During an offset printing process paper travels through multiple printing units which sequentially apply different image separations or components to the paper. This process requires the application of ink and fountain solution to the paper, which often changes the dimensions of the paper. One factor contributing to such growth is exposure of the paper to liquids. As the paper receives each application of ink and fountain solution, the paper expands resulting in an overall increase in the dimension perpendicular to the grain of the paper. In a web offset press, the grain of the paper usually runs parallel to the length of the paper web, and hence, growth typically occurs across the width of the paper web. Although the web width continually expands as the web passes through each printing unit, each successive increase is smaller than the previous increase, resulting in differential growth.
Because growth alters the original dimensions of the paper, the printed color images do not align correctly and create distorted images. This misalignment of the color images is referred to as misregistration. During a four-color printing process, the colors cyan, magenta, yellow and black are typically used to build a spectrum of colors. For example, to produce green, the colors cyan and yellow are overlapped. When paper growth occurs, the printed colors become misaligned, leaving a blue edge on one side of the image and a yellow edge on the other side of the image. These misregistered colors undesirably reduce image reproduction quality. To correct such gross misregistration of images, printing presses must frequently be stopped during the printing process and realigned to reduce waste. This method of correction is costly and has resulted in significant press downtime.
Historically, various techniques have been developed to adjust for registration variances caused by paper growth. Two well-known methods of correcting registration errors are the shift method and the trap method. The shift method makes adjustments to the alignment of individual page color separations in prepress by shifting the page image for each separation into a position that will cause the images to register in the center of each page when paper growth occurs. One disadvantage to this method is that shifting often brings page images into close, but not perfect, register. The trap method requires printing ink over previously printed ink to abut misaligned color images. Like the shift method, the trap method corrects for misregistration by making misalignment less noticeable, yet does not completely eliminate registration errors. Also, trapping is a complicated process utilizing algorithms that require large amounts of CPU processing time when performed by a computer. Trapping algorithms can further result in undesirable image appearance in certain circumstances. In addition, trapping can result in increased ink usage, in turn leading to the possibility of substrate over-saturation and resultant smearing and offsetting which contribute to undesirable quality and detract from the reasons for trapping in the first place.
Other methods track the movement of a paper web through the printing press by using detecting means, usually an optical monitoring assembly, to obtain data for correction of misregistration. In U.S. Pat. No. 5,365,847, a control system for a printing press is described in which a pair of sensing assemblies located on opposite sides of the web detect and gather information concerning fan-out or expansion of the paper web. Within the control system, a central processing unit receives signals from the sensors and automatically corrects the misaligned printing image by supplying the appropriate signals to electronic image devices associated with the printing cylinders of the press.
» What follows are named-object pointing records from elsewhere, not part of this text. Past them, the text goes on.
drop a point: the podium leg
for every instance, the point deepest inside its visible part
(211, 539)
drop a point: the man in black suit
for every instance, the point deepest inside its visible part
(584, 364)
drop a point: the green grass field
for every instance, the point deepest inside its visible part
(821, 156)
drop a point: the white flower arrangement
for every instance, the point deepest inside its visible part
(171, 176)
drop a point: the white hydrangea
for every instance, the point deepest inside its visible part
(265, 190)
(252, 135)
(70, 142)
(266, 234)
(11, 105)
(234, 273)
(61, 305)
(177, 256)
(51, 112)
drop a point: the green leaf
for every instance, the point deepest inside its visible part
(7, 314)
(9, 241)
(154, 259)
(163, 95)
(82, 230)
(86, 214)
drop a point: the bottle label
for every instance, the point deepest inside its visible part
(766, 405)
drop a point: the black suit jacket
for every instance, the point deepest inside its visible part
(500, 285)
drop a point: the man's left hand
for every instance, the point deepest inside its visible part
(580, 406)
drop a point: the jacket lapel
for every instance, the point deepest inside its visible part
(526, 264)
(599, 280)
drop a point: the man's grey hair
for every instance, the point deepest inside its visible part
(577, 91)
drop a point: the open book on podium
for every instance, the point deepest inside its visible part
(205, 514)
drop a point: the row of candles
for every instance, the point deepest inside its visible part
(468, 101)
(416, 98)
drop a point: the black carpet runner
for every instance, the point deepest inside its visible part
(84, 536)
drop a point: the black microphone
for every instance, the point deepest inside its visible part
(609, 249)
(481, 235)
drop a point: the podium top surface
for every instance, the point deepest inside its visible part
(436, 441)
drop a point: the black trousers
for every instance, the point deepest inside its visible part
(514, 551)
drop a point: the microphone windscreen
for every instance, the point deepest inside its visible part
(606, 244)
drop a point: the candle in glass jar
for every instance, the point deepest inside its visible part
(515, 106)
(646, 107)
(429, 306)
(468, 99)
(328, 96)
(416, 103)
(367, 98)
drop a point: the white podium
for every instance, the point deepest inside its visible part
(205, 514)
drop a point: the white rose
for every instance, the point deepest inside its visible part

In U.S. Pat. No. 5,806,430, a digital printing press includes an automatic register adjustment for a plurality of digital imaging units to correct register errors occurring during the printing process. Specifically, the press includes an error detection device having sensors which detect printed registration marks to generate register error signals, an image modification circuit connected to the sensors for receiving the error signals to modify image data and thereby correct register errors and a raster image processor to receive the modified image data in preparation for printing. Register adjustment can be carried out continuously during the printing process.
While the above-mentioned solutions correct misregistration by employing the use of measuring instruments and image processing equipment to make adjustments to the images during the printing process, these techniques are not desirable because of the high costs of the necessary equipment to implement same. Furthermore, current methods to correct misregistration errors are objectionable because they only correct errors occurring during the printing process.